For more details on the instructions we provide students who test positive, see the handout.
Q: Do students have to wear masks?
A: Yes. Every student should bring several cloth masks to campus and be prepared to wear them as outlined by the guidelines below (subject to change):
Mask wearing protects you and others, so cover up:
- In classrooms
- At chapel and other Christian formation events
- In the cafeteria (and other eating places) until you're seated at your table
- In indoor common spaces, including hallways, lobbies and lounges (e.g. DeWitt Learning Commons, Ramaker Center, Rowenhorst Student Center and Van Peursem Hall)
- Wherever you see a MASK ZONE sign
- Whenever someone asks you to for the safety of another who is vulnerable to COVID-19 (including in your residence hall)
Q: Do students have to wear masks if they have had a vaccine?
A: The CDC continues to recommend mask-wearing and physical distancing even if someone has been vaccinated. Until CDC guidelines change, masking will be required even if you have had a vaccine. Visit the CDC's website for frequently asked questions about the vaccine.
Q: Do students have to quarantine if they have had a vaccine?
A: Students will need to share proof of vaccination with the Covid Medical Team via the Raider Check App. Once proof is on file for students, they will not have to quarantine if they have been exposed to someone with COVID-19.
Q: May students and guests attend athletic events?
A: Northwestern College athletics has worked with local health officials to develop game-day protocols for the spring 2021 season in the effort to mitigate risks associated with the spread of COVID-19. These protocols also follow GPAC guidelines.
Red Raider fans are encouraged to read the protocols for opponent venues at away contests, as every stadium/gym/field has varying seating available.
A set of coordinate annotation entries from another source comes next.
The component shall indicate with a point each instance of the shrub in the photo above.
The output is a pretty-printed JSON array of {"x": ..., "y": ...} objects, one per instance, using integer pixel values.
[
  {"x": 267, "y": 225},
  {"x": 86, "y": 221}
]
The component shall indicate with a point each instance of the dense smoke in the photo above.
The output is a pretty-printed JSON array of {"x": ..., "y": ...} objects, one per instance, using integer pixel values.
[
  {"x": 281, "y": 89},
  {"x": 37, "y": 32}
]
You can read the full Red Raider home event protocols here, including venue specific information.
- Attendance will be limited to 50% capacity of our provided seating at all venues.
- Hand sanitizing/disinfecting wipe stations will be available to fans throughout the venue.
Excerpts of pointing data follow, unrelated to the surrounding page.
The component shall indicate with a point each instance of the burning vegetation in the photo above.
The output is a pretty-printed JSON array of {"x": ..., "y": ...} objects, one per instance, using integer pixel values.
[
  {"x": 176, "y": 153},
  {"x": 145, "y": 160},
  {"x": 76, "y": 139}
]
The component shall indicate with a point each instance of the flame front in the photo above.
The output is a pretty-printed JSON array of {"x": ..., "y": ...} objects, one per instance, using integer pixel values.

- All fans are required to wear a mask and observe physical distancing while present in Northwestern facilities.
- Family groups are asked to sit together and maintain physical distance between themselves and other fans.
- NWC coaches, student-athletes and event staff have numerous daily and game-day procedures in place to help keep all Red Raiders safe.
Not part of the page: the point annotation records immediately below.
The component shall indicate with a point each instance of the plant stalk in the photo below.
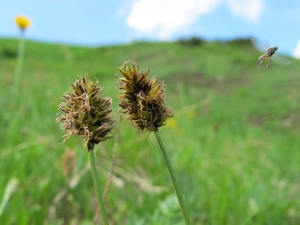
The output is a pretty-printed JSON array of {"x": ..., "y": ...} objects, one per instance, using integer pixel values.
[
  {"x": 97, "y": 188},
  {"x": 175, "y": 183},
  {"x": 20, "y": 59}
]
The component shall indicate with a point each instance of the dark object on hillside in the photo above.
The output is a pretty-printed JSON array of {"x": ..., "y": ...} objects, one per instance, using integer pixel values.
[
  {"x": 240, "y": 41},
  {"x": 193, "y": 41},
  {"x": 7, "y": 53}
]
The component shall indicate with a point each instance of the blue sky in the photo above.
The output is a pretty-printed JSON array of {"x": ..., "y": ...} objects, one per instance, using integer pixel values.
[{"x": 100, "y": 22}]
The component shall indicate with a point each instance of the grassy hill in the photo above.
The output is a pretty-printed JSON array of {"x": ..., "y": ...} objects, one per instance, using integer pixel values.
[{"x": 234, "y": 140}]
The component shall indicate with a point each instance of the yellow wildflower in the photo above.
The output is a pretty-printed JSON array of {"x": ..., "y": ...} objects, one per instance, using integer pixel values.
[{"x": 22, "y": 22}]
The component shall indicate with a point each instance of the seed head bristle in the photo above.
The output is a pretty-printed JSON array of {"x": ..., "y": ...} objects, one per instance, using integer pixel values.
[
  {"x": 86, "y": 112},
  {"x": 142, "y": 99}
]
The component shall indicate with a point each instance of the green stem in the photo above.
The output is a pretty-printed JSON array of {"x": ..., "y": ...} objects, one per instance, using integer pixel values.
[
  {"x": 97, "y": 188},
  {"x": 20, "y": 59},
  {"x": 175, "y": 183}
]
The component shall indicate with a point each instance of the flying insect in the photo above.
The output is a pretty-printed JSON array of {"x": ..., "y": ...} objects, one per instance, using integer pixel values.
[{"x": 269, "y": 54}]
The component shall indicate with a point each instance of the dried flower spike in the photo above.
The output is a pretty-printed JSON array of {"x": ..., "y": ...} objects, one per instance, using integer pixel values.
[
  {"x": 22, "y": 22},
  {"x": 142, "y": 99},
  {"x": 86, "y": 112}
]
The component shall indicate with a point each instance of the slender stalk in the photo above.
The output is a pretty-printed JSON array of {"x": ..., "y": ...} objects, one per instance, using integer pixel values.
[
  {"x": 97, "y": 188},
  {"x": 20, "y": 59},
  {"x": 175, "y": 183}
]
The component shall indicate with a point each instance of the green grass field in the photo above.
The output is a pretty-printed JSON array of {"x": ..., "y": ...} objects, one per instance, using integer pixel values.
[{"x": 234, "y": 140}]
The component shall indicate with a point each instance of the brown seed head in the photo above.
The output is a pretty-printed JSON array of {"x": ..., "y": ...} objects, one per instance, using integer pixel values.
[
  {"x": 142, "y": 99},
  {"x": 86, "y": 112}
]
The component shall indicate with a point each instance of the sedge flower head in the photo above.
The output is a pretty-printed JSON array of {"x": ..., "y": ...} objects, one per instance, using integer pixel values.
[
  {"x": 22, "y": 22},
  {"x": 142, "y": 99},
  {"x": 86, "y": 112}
]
- Tailgating will not be permitted on campus.
Q: Will Northwestern have an in-person commencement? When?
A: Northwestern expects to host its baccalaureate and commencement in person and indoors on Friday and Saturday, May 7–8, 2021. To allow for physical distancing, the number of attendees at both events will be limited. Tickets and face coverings will be required. Other appropriate health and safety measures may be implemented as needed.
In March, students will be sent a request for RSVP through which they can request tickets for both events. The latest information on commencement can be found on our commencement webpage.